The role of supernova feedback on the origin of the stellar and baryonic Tully-Fisher relations

TL;DR

This study uses hydrodynamical simulations to explore how supernova feedback influences the stellar and baryonic Tully-Fisher relations, revealing its role in shaping these relations and their evolution over cosmic time.

Contribution

The paper demonstrates, through simulations, that supernova feedback causes a steepening of the stellar Tully-Fisher relation at low masses and predicts a linear baryonic relation at z~0.

Findings

Supernova feedback causes a steepening of the stellar Tully-Fisher relation at low masses.

The baryonic Tully-Fisher relation remains linear at z~0.
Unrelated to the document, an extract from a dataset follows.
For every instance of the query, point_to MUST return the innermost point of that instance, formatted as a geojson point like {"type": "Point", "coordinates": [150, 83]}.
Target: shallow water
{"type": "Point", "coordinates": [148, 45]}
Feedback efficiency varies with galaxy mass, affecting star formation regulation.

Abstract

In this work, we studied the stellar and baryonic Tully-Fisher relations by using hydrodynamical simulations in a cosmological framework. We found that supernova feedback plays an important role on shaping the stellar Tully-Fisher relation causing a steepening of its slope at the low-mass end, consistently with observations. The bend of the relation occurs at a characteristic velocity of approximately 100 km/s, in concordance with previous observational and theoretical findings. With respect to the baryonic Tully-Fisher relation, the model predicts a linear trend at z~0 with a weaker tendency for a bend at higher redshifts. In our simulations, this behaviour is a consequence of the more efficient action of supernova feedback at regulating the star formation process in smaller galaxies.